Determining affected tests

Automatically determining affected tests sounds too good to be true. Python developers rightfully have a suspecting attitude towards any tool which tries to be too clever about their source code. Code completion and symbol searching doesn’t need to be 100% reliable but messing with the test suite execution? This page explains what testmon tries and what it does not try to achieve.

There is no heuristics involved. testmon works with these pretty solid assumptions:

  • coverage.py library can reliably determine executed and unexecuted lines of code of a tested program
  • even in dynamic language, unexecuted line of code doesn’t influence the outcome of execution of the surrounding code
  • method body which is not reached/executed by a specific test cannot influence outcome of that test
  • the lines which are executed can have so many side effects that we don’t try to determine their real dependencies, we re-execute dependent tests even on smallest change

E.g. having test_s.py:

    1    def add(a, b):
    2        return a + b
    3    
    4    def subtract(a, b):
    5        return a - b
    6
    7    def test_add(a, b):
    8        assert add(1, 2) == 3

If you run coverage run -m pytest test_s.py::test_add you’ll get:

    1>   def add(a, b):
    2>       return a + b
    3     
    4>   def subtract(a, b):
    5!       return a - b
    6    
    7>   def test_add():
    8>       assert add(1, 2) == 3

Now you can change the unexecuted line ! return a - b to nuclear_bomb.explode() and it still won’t affect running test_s.py::test_add.

Implementation details

How does testmon approach processing the source code and determining the dependencies? It splits the code into blocks. Blocks can have holes which are denoted by a placeholder. ( “transformed_into_block” token ). Each Block also has a start, end (line numbers, 1-based, closed interval)
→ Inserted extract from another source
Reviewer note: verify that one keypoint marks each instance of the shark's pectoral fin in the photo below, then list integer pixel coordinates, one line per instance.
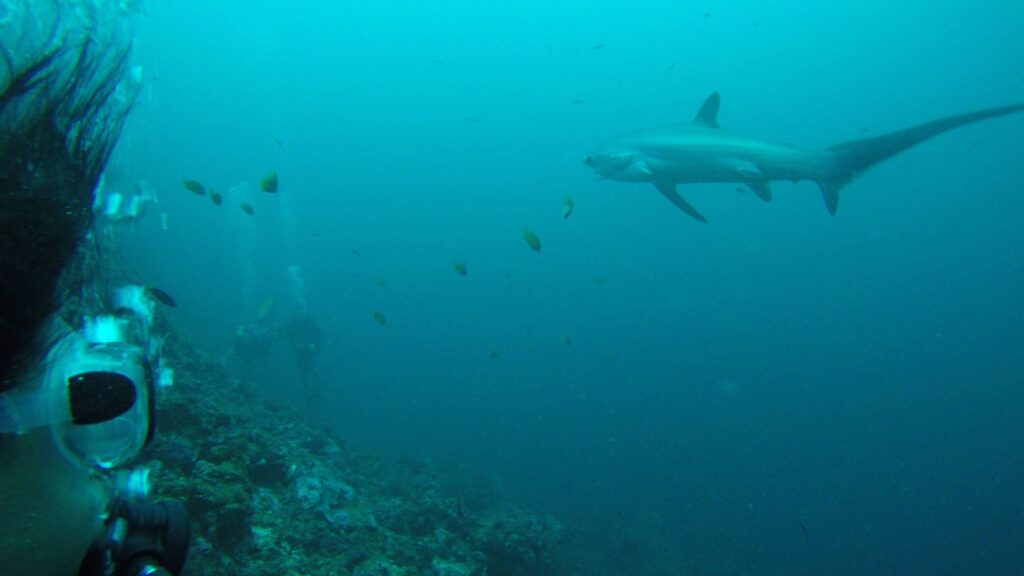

The above code is transformed into 4 blocks:

Block1: 1-8 (start-end)

    def add(a, b):
        transformed_into_block
    def subtract(a, b):
        transformed_into_block
    def test_add(a, b):
        transformed_into_block

Block2: 2-2

    return a + b

Block3: 5-5

    return a - b

Block4: 8-8

    assert add(1, 2) == 3

After running the test with coverage analysis and parsing the source code, testmon determines which blocks does test_s.py::test_add depend on. In our example it’s Block 1,2 and 4. (and not Block 3). testmon doesn’t store the whole code of the block but just a checksum of it. Block 3 can be changed to anything. As long as the Block 1,2 and 4 stay the same, the execution path for test_s.py::test_add and it’s outcome will stay the same.

The limits and reliability of this method are pretty much the same as limits of coverage.py (things that cause trouble)